Italy's youth will be particularly hard hit in the next three years, with 0.3% decline in the number of people under 25 in work in the South, compared to modest rises in employment in Italy overall (+0.3%), in central Italy (+0.5%), in the northeast (+0.7%) and in the northwest (+0.4%). If these projections come true, southerners will make up 25.5% of the employed labor force by the end of the 2005-2015 decade, down from 27.6% at the start of it, according to OBI.
The gradual concentration of jobs in Italy's four north-eastern regions will affect internal migration as well as the flow of people from Eastern Europe, Africa, and the Mediterranean, OBI experts said.
''The data confirms the need for an overall transformation of European and Mediterranean economic, social and political systems,'' OBI Director General Antonio Corvino said. ''We must admit that the economic, social and political thinking of the past few decades has been flattened by conformism. It has lost its potential for critical analysis''.
This change of worldview, Corvino said, is essential to avoid ''the deterioration of civil society, the dangerous drift towards criminality, the risk of clashes between Mediterranean cultures, and the sacrifice of entire generations of young people''.

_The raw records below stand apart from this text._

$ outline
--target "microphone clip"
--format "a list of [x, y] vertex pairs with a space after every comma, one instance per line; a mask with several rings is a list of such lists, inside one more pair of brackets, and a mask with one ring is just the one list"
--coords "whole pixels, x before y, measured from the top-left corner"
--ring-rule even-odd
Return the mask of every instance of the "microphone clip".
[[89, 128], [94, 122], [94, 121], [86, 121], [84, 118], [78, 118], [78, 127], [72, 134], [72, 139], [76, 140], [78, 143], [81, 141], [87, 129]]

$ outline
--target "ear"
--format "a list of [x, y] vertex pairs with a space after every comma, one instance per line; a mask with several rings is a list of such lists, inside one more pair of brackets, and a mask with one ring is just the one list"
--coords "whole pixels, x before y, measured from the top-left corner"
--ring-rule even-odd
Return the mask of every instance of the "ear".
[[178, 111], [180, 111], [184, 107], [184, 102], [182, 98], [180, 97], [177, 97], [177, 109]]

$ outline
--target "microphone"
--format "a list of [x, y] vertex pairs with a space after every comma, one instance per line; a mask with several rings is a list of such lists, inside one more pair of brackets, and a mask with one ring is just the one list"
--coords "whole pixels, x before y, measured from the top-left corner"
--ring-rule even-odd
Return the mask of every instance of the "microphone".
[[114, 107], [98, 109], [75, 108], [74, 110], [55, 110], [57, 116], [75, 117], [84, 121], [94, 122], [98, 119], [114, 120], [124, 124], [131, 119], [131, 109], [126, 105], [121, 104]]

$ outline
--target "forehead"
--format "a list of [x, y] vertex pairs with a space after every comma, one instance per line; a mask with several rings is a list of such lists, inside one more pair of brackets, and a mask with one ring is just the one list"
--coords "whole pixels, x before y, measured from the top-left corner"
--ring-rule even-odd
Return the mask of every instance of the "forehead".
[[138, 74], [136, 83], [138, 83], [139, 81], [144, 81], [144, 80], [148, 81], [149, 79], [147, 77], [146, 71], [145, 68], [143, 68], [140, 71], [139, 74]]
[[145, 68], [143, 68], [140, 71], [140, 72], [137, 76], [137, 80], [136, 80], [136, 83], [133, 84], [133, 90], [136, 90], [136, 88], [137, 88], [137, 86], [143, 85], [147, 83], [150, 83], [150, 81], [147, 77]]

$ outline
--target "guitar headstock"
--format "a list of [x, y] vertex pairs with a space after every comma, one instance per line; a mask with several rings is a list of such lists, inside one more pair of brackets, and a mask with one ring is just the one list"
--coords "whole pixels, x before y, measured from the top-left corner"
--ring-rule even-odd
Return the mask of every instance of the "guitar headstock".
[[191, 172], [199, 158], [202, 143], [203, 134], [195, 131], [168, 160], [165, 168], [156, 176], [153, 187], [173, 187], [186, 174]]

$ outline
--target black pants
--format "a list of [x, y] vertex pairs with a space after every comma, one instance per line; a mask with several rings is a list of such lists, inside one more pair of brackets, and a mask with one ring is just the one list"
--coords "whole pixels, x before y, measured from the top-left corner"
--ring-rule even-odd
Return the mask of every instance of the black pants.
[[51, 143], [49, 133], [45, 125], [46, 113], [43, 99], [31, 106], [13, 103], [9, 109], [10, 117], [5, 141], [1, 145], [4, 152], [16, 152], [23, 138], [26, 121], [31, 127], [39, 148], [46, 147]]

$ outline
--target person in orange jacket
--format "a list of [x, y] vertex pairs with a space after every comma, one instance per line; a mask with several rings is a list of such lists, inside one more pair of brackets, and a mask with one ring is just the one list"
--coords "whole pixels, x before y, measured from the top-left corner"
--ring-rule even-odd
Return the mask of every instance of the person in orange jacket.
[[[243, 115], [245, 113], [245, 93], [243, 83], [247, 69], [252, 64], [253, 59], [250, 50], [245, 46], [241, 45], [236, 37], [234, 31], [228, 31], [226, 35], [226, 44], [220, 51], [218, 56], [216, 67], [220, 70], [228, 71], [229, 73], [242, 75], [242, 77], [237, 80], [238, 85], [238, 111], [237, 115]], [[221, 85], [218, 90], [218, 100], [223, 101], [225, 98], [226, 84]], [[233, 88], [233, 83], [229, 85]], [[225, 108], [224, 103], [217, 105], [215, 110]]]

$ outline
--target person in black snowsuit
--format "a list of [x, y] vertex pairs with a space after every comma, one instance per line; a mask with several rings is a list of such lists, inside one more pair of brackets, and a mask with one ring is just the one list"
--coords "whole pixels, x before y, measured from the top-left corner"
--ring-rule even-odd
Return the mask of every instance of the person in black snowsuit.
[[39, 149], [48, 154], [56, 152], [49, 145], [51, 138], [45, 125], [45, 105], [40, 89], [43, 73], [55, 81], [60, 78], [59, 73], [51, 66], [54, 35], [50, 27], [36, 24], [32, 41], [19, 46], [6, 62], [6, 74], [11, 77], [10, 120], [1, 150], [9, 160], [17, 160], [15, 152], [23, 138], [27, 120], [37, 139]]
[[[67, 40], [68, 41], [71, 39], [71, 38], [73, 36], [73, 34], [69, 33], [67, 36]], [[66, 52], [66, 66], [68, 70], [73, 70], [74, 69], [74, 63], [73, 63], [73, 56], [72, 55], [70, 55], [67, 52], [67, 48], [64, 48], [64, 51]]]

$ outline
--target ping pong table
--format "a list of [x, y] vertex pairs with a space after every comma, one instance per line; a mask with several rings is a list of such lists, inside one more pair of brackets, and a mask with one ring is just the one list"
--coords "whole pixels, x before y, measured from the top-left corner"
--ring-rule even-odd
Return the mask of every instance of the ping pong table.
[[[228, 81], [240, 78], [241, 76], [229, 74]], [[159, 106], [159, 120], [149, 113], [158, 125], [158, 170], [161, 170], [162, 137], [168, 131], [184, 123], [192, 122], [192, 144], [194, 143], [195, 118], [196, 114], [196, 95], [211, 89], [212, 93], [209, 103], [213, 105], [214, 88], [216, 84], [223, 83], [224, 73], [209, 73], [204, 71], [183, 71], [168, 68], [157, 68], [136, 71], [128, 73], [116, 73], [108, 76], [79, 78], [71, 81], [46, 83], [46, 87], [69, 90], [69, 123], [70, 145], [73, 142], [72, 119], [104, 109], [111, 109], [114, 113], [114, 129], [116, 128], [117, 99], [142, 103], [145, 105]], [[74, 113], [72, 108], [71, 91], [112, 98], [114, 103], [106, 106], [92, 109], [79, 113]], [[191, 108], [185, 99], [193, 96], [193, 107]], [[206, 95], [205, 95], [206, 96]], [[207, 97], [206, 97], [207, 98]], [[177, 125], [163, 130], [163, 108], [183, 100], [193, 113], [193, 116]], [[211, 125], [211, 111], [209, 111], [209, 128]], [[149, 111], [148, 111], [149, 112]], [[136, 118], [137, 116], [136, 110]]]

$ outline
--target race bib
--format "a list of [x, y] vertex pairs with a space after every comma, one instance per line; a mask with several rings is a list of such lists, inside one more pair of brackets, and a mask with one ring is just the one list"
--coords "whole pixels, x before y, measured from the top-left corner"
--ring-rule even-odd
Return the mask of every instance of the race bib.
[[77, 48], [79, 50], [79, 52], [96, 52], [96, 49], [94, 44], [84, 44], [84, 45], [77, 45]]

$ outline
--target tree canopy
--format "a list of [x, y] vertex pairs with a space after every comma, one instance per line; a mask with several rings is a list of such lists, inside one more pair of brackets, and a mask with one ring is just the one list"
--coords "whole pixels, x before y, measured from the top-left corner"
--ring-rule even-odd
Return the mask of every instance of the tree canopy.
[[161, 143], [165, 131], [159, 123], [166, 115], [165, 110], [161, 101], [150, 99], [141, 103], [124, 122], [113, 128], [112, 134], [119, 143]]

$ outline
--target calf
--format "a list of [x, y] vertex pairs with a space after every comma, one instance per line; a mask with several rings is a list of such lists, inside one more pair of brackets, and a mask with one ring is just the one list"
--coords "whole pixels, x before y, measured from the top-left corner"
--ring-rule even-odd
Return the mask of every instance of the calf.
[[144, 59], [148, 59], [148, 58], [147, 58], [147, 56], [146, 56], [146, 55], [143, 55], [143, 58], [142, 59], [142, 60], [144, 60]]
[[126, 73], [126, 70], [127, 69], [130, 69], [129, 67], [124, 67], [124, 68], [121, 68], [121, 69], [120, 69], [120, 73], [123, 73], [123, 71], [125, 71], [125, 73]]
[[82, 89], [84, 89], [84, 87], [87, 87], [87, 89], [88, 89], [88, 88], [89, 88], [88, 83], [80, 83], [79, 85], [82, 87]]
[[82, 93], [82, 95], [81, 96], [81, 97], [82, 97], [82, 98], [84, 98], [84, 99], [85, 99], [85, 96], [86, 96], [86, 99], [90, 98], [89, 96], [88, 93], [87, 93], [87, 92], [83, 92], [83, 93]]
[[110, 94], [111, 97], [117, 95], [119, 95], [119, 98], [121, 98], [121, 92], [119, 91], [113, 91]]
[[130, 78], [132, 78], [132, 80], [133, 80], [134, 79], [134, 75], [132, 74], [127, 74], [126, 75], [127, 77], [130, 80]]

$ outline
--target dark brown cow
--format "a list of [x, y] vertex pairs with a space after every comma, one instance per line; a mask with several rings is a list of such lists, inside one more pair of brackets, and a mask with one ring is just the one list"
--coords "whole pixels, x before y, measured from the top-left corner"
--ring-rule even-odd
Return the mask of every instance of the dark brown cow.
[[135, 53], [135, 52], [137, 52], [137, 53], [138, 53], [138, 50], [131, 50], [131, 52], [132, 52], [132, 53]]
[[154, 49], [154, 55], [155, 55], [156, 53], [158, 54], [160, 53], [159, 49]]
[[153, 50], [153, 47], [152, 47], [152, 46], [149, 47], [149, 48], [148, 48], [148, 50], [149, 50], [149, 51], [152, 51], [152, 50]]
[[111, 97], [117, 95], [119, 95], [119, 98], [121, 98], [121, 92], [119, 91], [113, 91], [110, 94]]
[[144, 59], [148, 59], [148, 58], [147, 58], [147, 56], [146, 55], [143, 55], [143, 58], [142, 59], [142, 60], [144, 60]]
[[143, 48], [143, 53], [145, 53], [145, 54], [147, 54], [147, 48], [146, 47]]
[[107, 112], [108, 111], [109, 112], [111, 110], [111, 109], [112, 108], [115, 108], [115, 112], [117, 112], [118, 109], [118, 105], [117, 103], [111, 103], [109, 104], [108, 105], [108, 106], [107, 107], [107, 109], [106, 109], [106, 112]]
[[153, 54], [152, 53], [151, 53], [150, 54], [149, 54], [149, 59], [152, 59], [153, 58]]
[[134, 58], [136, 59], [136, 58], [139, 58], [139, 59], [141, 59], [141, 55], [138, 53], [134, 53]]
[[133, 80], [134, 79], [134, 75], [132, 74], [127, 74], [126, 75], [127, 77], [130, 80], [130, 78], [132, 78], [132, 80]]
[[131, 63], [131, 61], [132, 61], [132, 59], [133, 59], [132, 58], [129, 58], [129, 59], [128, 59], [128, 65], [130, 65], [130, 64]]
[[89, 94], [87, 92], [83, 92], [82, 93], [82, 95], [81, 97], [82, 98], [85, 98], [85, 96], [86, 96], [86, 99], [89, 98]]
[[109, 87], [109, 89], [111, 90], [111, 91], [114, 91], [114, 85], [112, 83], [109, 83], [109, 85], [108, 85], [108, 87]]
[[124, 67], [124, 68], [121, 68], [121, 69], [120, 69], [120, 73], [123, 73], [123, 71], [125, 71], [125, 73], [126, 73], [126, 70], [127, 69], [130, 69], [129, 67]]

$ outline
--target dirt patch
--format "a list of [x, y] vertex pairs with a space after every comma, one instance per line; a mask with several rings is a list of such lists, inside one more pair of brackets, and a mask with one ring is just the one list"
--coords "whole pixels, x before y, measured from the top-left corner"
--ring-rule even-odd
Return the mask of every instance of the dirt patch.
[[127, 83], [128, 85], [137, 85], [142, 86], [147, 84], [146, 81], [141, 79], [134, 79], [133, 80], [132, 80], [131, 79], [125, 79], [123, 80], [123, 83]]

Corvino called on Sorrento Meeting participants, on society at large, and on youth to take up the intellectual challenge posed by the current situation, by emulating the likes of Federico Caffe', John Kenneth Galbraith and Albert Camus. In particular, he invited young people to ''overcome the 'single thought' critique of neoliberalism in order to face the new social and economic challenges''.
Ebati and El Khayat called for gender equality and the defense of women's rights as fundamental conditions for overcoming the current crisis, especially in the many countries, from East to West, where the road to freedom and an even playing field for both men and women is still a long one. (ANSAMed).